Mathematical tasks and closed-book fact retrieval, however, showed a notable decline, with performance falling to 66-86%. Arithmetic was especially vulnerable; even when the AI generated correct reasoning chains, it failed at the calculation step once memory pathways were removed.

Open-book question answering, which relies on external context rather than internal memory, proved most resilient, maintaining near-full accuracy after editing.

Frequency of Information Influences Neural Allocation

The study also revealed that the neural separation between memory and reasoning varies with the rarity of information. Rare facts, such as names of company CEOs, saw a 78% reduction in recall after editing, whereas common knowledge like country capitals remained largely unaffected. This suggests that AI models allocate neural resources differently based on the prevalence of information in their training data.

K-FAC outperformed other memorization removal methods without requiring examples of memorized content during training. It reduced memorization of unseen historical quotes to 16.1%, compared to 60% with BalancedSubnet.

Vision transformers exhibited similar patterns: when trained with intentionally mislabeled images, distinct neural pathways emerged for memorizing incorrect labels versus learning visual patterns.
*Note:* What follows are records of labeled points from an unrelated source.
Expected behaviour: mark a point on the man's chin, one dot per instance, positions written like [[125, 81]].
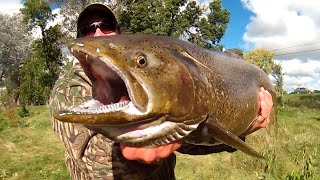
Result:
[[149, 155]]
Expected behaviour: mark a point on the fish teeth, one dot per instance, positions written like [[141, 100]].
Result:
[[95, 107]]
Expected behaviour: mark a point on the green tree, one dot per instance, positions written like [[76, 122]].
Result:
[[14, 47], [178, 18], [168, 17], [261, 58], [47, 49], [34, 89]]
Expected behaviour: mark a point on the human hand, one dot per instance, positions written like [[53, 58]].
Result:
[[264, 105], [149, 155]]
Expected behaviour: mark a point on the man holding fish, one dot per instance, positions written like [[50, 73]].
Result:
[[93, 155]]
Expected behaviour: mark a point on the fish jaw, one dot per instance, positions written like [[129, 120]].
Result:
[[151, 133], [105, 107]]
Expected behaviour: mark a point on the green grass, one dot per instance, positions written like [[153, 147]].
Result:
[[30, 150]]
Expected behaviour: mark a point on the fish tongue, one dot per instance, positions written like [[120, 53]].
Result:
[[124, 98]]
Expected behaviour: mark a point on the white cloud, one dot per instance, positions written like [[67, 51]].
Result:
[[10, 7], [278, 25]]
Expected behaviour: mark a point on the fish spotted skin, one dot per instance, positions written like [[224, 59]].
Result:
[[167, 81]]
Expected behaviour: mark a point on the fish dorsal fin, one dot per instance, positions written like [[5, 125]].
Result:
[[223, 135]]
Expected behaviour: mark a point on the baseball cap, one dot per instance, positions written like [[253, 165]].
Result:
[[96, 9]]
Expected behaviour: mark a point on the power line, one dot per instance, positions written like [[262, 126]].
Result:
[[296, 46], [297, 52]]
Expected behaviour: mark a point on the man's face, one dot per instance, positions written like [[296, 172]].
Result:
[[97, 26]]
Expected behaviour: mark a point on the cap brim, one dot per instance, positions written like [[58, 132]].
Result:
[[95, 9]]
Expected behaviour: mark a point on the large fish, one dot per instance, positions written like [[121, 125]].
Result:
[[153, 90]]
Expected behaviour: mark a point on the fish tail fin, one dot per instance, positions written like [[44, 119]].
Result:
[[272, 128]]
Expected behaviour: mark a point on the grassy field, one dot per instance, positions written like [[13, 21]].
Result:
[[30, 150]]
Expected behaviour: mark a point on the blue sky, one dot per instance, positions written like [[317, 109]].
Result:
[[239, 18]]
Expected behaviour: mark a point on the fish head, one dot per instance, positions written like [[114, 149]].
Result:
[[138, 83]]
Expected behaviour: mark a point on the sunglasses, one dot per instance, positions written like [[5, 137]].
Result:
[[105, 26]]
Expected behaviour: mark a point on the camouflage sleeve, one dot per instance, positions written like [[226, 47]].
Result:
[[89, 155]]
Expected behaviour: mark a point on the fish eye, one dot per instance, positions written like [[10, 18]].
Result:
[[141, 61]]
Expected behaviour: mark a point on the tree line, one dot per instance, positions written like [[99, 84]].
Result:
[[29, 66]]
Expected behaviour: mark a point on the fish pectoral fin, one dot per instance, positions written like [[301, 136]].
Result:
[[223, 135]]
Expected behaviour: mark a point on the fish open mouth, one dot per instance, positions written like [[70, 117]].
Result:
[[110, 88], [112, 97]]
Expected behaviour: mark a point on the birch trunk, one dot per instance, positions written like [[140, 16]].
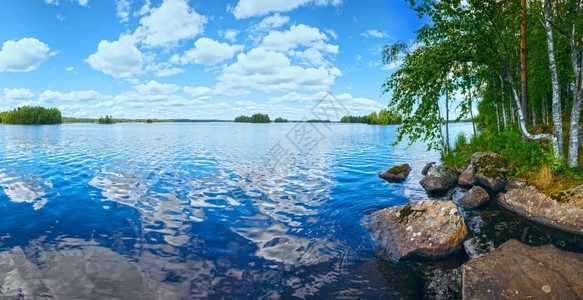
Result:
[[556, 100]]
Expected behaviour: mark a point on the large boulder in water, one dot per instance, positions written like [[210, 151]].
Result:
[[468, 177], [564, 212], [474, 198], [396, 173], [439, 179], [427, 228], [518, 271]]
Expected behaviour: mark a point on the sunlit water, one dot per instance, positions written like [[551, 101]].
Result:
[[217, 210]]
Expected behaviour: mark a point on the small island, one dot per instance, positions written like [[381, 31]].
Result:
[[29, 115], [383, 117]]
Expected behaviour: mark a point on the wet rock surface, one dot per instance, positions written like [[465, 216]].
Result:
[[518, 271], [439, 179], [538, 207], [424, 228], [427, 167], [396, 173], [475, 197], [468, 177]]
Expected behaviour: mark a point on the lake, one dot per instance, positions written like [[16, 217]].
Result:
[[211, 210]]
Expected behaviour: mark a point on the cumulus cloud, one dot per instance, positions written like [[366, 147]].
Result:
[[253, 8], [50, 96], [301, 36], [199, 92], [271, 71], [229, 34], [24, 55], [208, 52], [274, 21], [19, 94], [120, 58], [374, 33], [122, 10], [155, 88], [169, 24]]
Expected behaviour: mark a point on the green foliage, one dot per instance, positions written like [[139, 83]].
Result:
[[28, 115], [106, 120], [383, 117], [256, 118]]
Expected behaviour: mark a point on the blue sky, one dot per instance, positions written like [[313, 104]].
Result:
[[197, 59]]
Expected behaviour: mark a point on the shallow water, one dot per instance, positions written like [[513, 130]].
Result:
[[196, 210]]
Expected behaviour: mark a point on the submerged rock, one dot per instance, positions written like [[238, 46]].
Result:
[[427, 167], [396, 173], [491, 179], [518, 271], [424, 228], [468, 177], [475, 197], [439, 179], [539, 207]]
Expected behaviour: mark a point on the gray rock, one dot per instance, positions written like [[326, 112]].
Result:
[[468, 177], [491, 179], [474, 198], [518, 271], [427, 167], [439, 179], [423, 228], [564, 214], [396, 173]]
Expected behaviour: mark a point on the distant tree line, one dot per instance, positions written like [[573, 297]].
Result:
[[256, 118], [106, 120], [28, 115], [383, 117]]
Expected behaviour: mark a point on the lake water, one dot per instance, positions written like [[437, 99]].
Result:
[[212, 210]]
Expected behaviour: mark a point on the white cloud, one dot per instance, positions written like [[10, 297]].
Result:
[[271, 71], [18, 94], [169, 24], [274, 21], [120, 58], [50, 96], [374, 33], [301, 36], [199, 92], [24, 55], [254, 8], [229, 34], [332, 33], [122, 10], [156, 88], [208, 52]]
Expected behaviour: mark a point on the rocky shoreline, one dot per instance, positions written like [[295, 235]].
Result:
[[412, 230]]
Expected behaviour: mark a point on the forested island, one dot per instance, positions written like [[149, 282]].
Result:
[[383, 117], [29, 115]]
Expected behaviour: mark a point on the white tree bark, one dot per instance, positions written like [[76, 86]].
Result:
[[556, 100], [522, 121]]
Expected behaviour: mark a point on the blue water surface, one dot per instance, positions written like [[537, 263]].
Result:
[[199, 210]]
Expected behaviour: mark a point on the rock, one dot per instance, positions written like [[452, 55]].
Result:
[[515, 183], [475, 197], [468, 177], [439, 179], [539, 207], [484, 160], [396, 173], [518, 271], [427, 167], [491, 179], [424, 228]]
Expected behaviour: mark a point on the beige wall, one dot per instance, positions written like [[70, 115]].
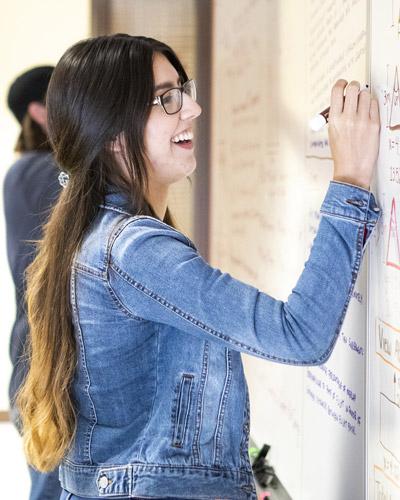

Removing memorization pathways restored 66.5% accuracy on previously mislabeled images.

Challenges and Future Directions in Memory Editing

Despite promising results, the researchers acknowledge limitations. Current unlearning techniques tend to suppress rather than completely erase information, meaning “forgotten” data can sometimes be reactivated through targeted retraining. Additionally, the precise reasons why mathematical abilities degrade so sharply after memory removal remain unclear-whether arithmetic is truly memorized or shares neural circuits with memorization is still under investigation.

Moreover, some detection methods may misclassify complex reasoning as memorization, and the mathematical tools used to analyze loss landscapes can become unreliable at extreme values. Nonetheless, these challenges do not undermine the practical effectiveness of the editing process.